New Therapeutic Targets in Non–Small Cell Lung Cancer: KRAS G12C - Episode 5
Nasser H. Hanna, MD, discusses his approach to biomarker testing in lung cancer.
Nasser H. Hanna, MD, Tom and Julie Wood Family Foundation Professor of Lung Cancer Clinical Research, professor of medicine, Indiana University School of Medicine, discusses his approach to biomarker testing in lung cancer.
All patients with stage IV lung adenocarcinoma should undergo baseline molecular testing irrespective of smoking history, says Hanna. The selected molecular panel should test for EGFR exon 19 and L858R, BRAF V600E, and MET exon 14 skipping mutations, ROS1, RET, ALK, and NTRK fusions, and MET amplification, Hanna says. Additionally, emerging targets, such as HER2 exon 20 mutations, KRAS G12C mutations, and NRG fusions, should be tested for, Hanna adds.

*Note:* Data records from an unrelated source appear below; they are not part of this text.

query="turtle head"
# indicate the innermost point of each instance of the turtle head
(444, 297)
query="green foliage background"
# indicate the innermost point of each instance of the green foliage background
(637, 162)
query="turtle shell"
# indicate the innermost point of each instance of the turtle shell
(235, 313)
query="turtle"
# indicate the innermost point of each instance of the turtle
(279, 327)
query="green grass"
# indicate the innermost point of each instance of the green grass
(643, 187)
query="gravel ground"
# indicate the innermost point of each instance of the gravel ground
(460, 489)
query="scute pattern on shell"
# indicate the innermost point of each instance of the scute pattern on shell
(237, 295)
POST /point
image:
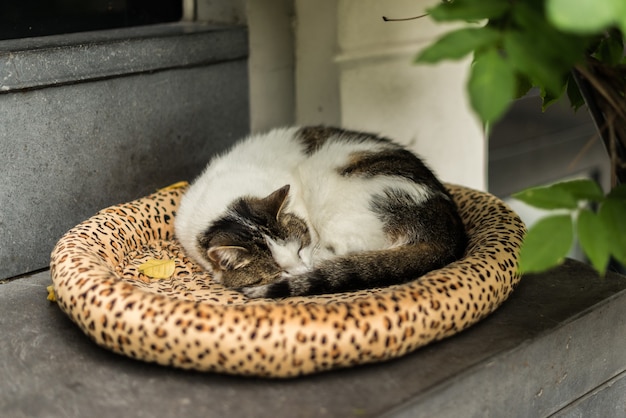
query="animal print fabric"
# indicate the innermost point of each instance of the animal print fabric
(190, 322)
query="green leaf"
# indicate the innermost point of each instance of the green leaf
(523, 85)
(574, 95)
(457, 44)
(548, 98)
(533, 61)
(547, 198)
(594, 240)
(563, 195)
(469, 10)
(618, 192)
(585, 16)
(546, 243)
(613, 216)
(491, 85)
(611, 49)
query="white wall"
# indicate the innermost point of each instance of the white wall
(422, 106)
(337, 62)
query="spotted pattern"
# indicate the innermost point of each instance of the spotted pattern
(190, 322)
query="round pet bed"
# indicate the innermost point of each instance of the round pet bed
(188, 321)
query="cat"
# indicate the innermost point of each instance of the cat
(312, 210)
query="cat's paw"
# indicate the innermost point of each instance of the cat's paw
(254, 292)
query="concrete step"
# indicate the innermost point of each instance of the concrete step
(556, 347)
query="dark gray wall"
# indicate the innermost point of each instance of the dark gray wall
(90, 120)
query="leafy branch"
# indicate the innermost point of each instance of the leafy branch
(572, 47)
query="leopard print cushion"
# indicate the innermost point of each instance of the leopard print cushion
(188, 321)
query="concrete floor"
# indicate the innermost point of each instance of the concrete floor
(555, 347)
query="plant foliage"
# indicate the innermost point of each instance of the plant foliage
(557, 46)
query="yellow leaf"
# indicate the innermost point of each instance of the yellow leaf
(158, 269)
(178, 185)
(51, 295)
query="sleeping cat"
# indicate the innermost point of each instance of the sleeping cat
(314, 210)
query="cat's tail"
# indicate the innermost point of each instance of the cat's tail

Typically, newly diagnosed patients undergo immunohistochemistry (IHC) testing to confirm the disease histology, says Hanna. After IHC staining, if the patient has available tissue left, tissue-based biomarker testing should be performed. If the patient does not have available tissue, plasma-based molecular testing may suffice in identifying actionable alterations, Hanna says. Additionally, waiting for the molecular testing results to come back before initiating therapy should be standard practice, Hanna adds.
Specifically, immunotherapy should not be recommended before the results of molecular testing are returned because patients with EGFR mutations, for example may not have an optimal response to immunotherapy even if their tumor is PD-L1 positive, says Hanna. In some instances, such as for patients with BRAF V600E–mutant lung cancer, immunotherapy may be preferred despite the presence of an actionable alteration, Hanna explains.
Generally, the commercially available sequencing platforms for tissue- and liquid-based testing are comparable, concludes Hanna.